Und so heißt es wieder: Schere raus und losgeschnippelt …
Die unliebsame jährliche Einkommenssteuererklärung manifestiert sich in einem grau-grünen Papierungetüm, das Ausfüllen von Mantelbogen ESt 1 A, V oder C sowie diverser Anlagen wie N, KSO oder AVEÜR (= Anlageverzeichnis/Ausweis des Umlaufvermögens zur Anlage EÜR) lässt in Deutschland so manchen verzweifeln.
Der CDU-Politiker Friedrich Merz machte 2003 mit einem radikalen Konzept zur Steuerreform auf sich aufmerksam: Die Steuererklärung sollte demnach auf einen Bierdeckel passen! Ein verlockendes Bild, leider nicht von Erfolg gekrönt.
Können wir eine Softwarearchitektur auf einem Bierdeckel erklären?
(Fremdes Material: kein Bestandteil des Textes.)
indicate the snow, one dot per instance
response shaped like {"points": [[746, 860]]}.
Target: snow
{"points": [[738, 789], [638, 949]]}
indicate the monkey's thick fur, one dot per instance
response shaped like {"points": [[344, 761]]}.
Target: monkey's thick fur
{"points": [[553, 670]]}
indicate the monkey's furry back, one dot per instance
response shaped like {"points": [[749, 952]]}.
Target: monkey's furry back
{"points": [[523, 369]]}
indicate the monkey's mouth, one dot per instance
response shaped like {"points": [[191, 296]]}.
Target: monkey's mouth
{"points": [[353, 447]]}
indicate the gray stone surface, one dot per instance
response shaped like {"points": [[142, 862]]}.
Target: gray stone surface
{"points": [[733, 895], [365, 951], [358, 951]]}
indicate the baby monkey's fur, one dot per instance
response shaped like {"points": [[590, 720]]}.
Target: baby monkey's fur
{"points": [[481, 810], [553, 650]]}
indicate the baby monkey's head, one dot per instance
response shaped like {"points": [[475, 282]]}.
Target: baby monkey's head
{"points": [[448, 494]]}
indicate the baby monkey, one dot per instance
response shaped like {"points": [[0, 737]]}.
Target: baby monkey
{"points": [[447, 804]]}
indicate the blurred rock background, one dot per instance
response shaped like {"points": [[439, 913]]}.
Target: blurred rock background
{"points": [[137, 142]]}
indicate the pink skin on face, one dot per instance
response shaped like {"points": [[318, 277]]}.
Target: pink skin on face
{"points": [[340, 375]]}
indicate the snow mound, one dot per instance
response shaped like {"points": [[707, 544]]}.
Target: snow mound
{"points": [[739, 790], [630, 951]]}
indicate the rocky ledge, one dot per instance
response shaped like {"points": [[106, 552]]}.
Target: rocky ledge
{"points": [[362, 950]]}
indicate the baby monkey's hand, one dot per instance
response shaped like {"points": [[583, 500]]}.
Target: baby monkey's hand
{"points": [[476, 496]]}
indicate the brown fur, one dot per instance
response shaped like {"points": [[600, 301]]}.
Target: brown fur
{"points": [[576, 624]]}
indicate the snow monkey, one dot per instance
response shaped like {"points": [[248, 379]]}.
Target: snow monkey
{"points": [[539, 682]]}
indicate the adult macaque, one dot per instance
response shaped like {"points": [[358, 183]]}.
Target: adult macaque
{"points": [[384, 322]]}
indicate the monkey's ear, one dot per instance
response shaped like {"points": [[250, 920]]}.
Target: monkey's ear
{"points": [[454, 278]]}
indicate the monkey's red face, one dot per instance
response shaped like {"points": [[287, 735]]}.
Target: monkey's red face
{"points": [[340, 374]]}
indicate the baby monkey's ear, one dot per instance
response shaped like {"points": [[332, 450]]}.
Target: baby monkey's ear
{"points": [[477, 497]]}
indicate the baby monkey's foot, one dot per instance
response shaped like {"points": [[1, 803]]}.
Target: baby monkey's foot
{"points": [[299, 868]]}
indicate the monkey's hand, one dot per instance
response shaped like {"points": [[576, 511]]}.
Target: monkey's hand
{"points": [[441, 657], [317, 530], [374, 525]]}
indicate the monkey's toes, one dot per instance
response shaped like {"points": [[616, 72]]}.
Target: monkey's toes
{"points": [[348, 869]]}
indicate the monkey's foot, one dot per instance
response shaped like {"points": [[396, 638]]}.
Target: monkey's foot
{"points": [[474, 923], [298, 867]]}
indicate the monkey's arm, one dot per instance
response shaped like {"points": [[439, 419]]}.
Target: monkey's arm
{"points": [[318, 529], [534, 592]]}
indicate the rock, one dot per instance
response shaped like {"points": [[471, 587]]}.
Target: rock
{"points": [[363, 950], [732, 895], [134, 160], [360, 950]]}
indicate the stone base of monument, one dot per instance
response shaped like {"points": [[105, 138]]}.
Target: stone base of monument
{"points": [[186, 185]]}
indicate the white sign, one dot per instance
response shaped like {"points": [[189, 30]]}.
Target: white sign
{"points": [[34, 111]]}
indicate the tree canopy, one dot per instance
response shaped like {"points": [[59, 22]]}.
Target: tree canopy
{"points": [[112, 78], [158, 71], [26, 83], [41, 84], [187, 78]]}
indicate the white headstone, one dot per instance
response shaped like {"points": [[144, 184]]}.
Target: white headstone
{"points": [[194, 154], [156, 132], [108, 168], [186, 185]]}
Als Idealbild ist für viele bereits ein Architekturüberblick ihres Softwaresystems auf weniger als 30 Seiten anstrebsam, und in der Regel auch inklusive Abbildungen, Inhaltsverzeichnis, Glossar usw. gut machbar.
Die Lösungsstrategie für ein Softwaresystem lässt sich jedoch noch weiter verdichten, sodass sie auf eine DIN A4-Seite passt. Oder auf ein bis zwei PowerPoint-Folien.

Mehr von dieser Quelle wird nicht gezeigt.